TrueDataOps.Org

What is #TrueDataOps?

#TrueDataOps is a philosophy and a specific way of doing things that focuses on value-led development of pipelines (e.g., reduce fraud, improve customer experience, identify opportunities). It takes the truest, battle-hardened principles of DevOps, Agile, Lean, test-driven development, and Total Quality Management and adapts and applies them to the unique discipline of data.

DataOps diagram

Just like DevOps, companies must embrace this philosophy before they can be successful with any DataOps project. When they do, they’ll see an order-of-magnitude improvement in quality and cycle time for data-driven operations.

The tension between governance and agility is the biggest risk to the achievement of value. It is our view that this tension doesn’t need to exist. Our experience indicates that technology has evolved to the point where governance and agility can be combined to deliver sustainable development through #TrueDataOps.

Is your data team facing these challenges?

Friction with business users based on unrealistic expectations

Business users who once would’ve been happy to get their data within a quarter now expect it within days (or faster). Rapid improvements made across the enterprise IT and software spaces have taught them that lightning-fast response times are now the norm. But many data teams still use outdated processes and technologies and are unable to keep up with these expectations. Naturally, this causes disappointment and frustration.

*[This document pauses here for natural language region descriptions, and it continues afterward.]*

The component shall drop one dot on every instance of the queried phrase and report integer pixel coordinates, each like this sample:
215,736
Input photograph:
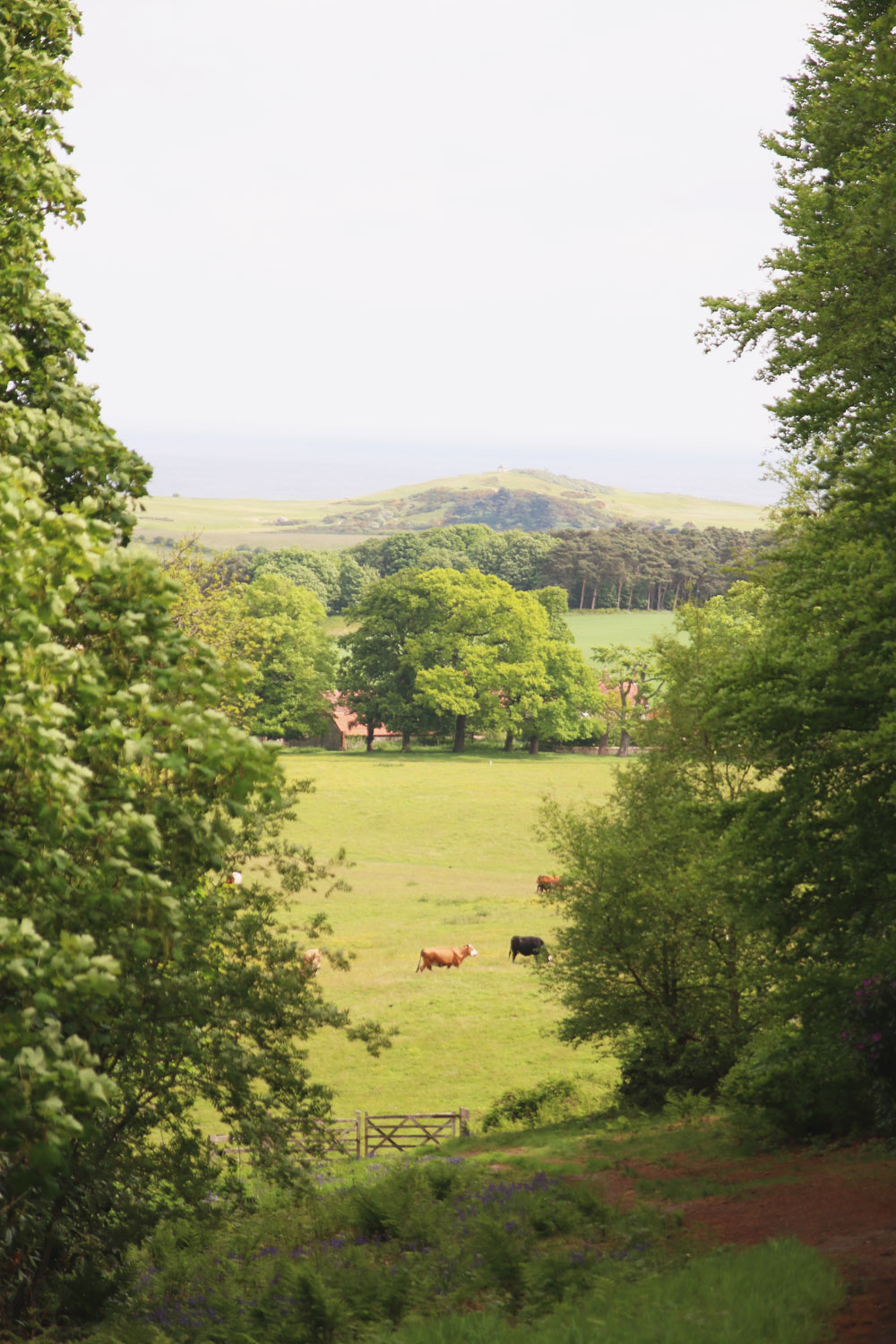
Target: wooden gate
366,1134
403,1132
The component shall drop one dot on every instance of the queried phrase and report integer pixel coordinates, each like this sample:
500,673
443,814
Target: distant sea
268,468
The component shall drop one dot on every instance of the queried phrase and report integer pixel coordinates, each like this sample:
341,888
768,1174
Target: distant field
269,524
445,851
633,629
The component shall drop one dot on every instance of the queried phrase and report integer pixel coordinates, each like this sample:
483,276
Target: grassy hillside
445,849
336,523
633,629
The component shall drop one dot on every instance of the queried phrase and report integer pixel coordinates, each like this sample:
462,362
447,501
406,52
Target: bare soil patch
841,1202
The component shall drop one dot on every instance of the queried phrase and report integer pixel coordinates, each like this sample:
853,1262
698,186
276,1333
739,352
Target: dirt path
842,1202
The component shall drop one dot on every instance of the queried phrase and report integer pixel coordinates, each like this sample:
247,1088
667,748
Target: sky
336,245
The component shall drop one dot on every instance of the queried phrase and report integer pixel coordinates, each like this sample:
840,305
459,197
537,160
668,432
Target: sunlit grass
778,1293
444,849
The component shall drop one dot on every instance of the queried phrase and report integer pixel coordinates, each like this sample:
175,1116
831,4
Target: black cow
527,948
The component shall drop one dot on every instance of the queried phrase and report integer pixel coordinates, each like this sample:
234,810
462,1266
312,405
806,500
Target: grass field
633,629
445,849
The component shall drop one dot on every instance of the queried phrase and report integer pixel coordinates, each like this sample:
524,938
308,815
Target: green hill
530,500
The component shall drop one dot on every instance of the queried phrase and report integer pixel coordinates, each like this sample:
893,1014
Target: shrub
552,1099
790,1085
871,1037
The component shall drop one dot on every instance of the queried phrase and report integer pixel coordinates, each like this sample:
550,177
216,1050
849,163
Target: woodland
726,918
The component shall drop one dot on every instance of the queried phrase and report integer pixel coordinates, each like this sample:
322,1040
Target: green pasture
225,523
444,849
633,629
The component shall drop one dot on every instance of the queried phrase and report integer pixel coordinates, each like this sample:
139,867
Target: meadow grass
444,849
605,626
777,1293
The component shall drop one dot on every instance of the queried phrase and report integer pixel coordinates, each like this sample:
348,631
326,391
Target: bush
555,1098
871,1038
790,1085
651,1067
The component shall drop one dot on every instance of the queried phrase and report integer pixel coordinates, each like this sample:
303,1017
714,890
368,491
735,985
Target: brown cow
445,956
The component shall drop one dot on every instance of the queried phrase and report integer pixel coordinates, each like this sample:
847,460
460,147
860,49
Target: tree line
728,917
134,981
632,566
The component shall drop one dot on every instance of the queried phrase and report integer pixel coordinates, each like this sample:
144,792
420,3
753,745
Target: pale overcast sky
332,244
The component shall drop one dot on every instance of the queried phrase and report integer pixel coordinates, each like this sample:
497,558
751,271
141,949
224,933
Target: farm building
343,730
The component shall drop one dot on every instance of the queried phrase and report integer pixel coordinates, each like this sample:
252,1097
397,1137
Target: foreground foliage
134,980
421,1236
780,1293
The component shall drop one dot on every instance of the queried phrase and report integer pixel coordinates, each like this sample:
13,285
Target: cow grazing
312,960
544,882
445,956
524,946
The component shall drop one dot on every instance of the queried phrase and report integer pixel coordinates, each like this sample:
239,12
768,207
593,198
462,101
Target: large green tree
657,956
438,647
821,687
47,417
134,981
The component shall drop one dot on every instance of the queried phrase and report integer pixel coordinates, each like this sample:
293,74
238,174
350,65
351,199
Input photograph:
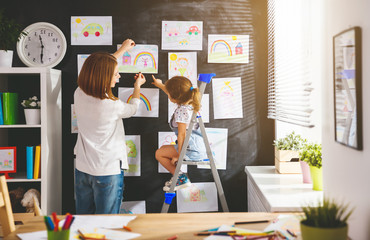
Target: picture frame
347,69
8,160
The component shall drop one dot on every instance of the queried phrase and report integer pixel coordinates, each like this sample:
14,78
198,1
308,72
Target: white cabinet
270,191
46,84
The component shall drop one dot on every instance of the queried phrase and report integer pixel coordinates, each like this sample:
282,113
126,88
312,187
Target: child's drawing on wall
227,98
133,155
182,35
228,48
183,64
200,197
91,30
141,58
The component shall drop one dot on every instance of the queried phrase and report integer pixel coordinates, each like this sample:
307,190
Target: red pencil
67,221
56,221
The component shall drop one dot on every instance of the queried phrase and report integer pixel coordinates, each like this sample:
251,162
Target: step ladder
203,78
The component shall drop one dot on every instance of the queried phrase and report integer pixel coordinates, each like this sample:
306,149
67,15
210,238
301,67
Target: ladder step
196,162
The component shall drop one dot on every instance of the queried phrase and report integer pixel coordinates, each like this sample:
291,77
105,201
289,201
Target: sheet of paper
109,234
182,35
94,221
284,222
91,30
168,138
133,155
204,110
228,48
91,224
80,61
149,106
183,64
200,197
227,98
74,127
141,58
217,138
133,207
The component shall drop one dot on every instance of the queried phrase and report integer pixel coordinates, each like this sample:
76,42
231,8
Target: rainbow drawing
142,54
222,43
144,99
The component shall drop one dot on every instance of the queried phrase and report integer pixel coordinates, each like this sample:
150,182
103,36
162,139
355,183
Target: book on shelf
10,108
36,171
1,110
29,162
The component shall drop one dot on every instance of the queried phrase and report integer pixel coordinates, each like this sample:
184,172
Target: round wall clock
44,45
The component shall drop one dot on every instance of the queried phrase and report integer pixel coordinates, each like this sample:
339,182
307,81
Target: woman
101,149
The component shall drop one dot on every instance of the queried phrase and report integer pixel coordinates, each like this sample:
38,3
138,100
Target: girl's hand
128,44
157,82
140,80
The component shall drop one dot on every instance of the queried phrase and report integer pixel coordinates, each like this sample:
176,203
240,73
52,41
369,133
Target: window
289,62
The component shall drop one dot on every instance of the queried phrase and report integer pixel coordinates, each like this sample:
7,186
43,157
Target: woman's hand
157,82
128,44
140,80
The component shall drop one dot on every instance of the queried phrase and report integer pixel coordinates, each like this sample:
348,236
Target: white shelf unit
49,131
270,191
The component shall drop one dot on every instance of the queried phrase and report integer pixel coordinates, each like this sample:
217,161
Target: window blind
289,76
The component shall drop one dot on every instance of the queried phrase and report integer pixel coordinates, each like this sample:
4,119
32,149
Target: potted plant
10,33
311,154
32,110
286,153
327,220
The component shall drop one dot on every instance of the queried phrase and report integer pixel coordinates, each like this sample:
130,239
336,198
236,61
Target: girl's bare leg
164,155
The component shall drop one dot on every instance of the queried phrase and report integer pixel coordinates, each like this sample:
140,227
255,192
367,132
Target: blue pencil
49,223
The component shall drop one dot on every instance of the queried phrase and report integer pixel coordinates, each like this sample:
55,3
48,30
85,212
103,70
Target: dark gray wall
250,139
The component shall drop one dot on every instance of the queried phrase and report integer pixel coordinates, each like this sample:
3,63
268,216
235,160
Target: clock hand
42,50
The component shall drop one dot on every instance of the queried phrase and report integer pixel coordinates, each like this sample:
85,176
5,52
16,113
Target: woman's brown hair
182,91
96,75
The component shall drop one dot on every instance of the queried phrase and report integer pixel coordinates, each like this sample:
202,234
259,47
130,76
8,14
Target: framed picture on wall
347,87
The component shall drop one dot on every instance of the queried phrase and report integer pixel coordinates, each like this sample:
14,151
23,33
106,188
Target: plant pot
316,176
309,233
33,116
306,174
286,155
6,58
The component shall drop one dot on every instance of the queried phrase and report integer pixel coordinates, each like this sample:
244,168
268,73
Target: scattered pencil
214,233
251,222
291,233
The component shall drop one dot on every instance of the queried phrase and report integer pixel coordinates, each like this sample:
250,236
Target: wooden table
163,226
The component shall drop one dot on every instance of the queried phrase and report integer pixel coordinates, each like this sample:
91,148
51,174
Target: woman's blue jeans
98,194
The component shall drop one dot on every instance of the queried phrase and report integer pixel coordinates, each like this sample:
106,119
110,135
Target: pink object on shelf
305,172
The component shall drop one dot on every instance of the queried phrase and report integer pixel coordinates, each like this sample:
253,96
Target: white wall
346,171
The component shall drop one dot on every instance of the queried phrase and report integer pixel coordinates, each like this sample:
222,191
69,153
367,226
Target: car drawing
184,42
93,28
173,32
193,29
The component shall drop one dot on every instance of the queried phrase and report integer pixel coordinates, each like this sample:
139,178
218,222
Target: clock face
44,45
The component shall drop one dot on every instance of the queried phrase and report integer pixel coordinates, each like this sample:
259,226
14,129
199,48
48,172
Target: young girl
180,91
100,148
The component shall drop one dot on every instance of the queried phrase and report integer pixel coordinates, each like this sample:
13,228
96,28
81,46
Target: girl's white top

Demand always outstrips capacity

Data teams are overrun with business demands, and they simply can't keep up. They operate with big backlogs of tasks. Building integration jobs, testing and retesting jobs, assembling data pipelines, managing dev/test /production environments, and maintaining documentation are all manual tasks. They’re disconnected, slow, and prone to error.

Manual processes reduce the capacity to fulfill requests

Minor changes to any workload that's made it through to a production environment take weeks and months to implement. This is because of the amount of manual effort that must go into the discovery, design, build, test, and deploy processes around even minor changes.

Current waterfall approaches have a major impact on agility. Too many data stores (e.g. sources >> ODS >> ETL >>DW >> ETL >> marts >> ETL >> BI tool) means any change early on (e.g., changes to a data source) has a domino effect all the way down the line. Minor changes have the potential to impact existing environments significantly; the rollback of any faulty change is even more involved.

Unplanned work further reduces output

Data teams are plagued with comments from the business: "Loading new data just takes too long” and “I can't trust the data.” Often, over 50% of the team’s time is spent on work they didn’t plan to do, or diverted to take on new governance requirements around how they acquire, process, secure, and deliver data to support the business needs.

A “Wild West” of inconsistency

The issues above mean business users go around data teams. Ungoverned self-service data preparation creates a ‘wild-west’ of inconsistency and re-invention of data sets throughout the enterprise. The business ends up with various copies of the same fundamental datasets (e.g., customer info) prepared by different teams, all with different results, and no idea which to trust. Additionally, there is no corporate standard around common data names and definitions when producing data for consumption.

The Philosophy of #TrueDataOps

The DataOps Manifesto sets out a great set of high-level goals that everyone can agree with and support. Importantly, the manifesto defines the WHAT:

What we aim to achieve with DataOps
What DataOps will deliver
What elements should be included
What value an organization will get if they succeed on their DataOps journey.

We subscribe wholeheartedly to the DataOps Manifesto.

But though the manifesto defines goals for successful DataOps adoption, it's missing the how. The manifesto does not explain the processes and philosophy behind ‌implementation. That’s where the #TrueDataOps comes in.

We developed the #TrueDataOps philosophy to define the HOW: the way to deliver DataOps and the core pillars you need to underpin any DataOps deployment.

How do you deliver DataOps?
How should it operate for the developer, data manager, or data auditor?
How does it deliver for the business stakeholder?

Using #TrueDataOps provides an order-of-magnitude improvement in quality and cycle time for data-driven operations.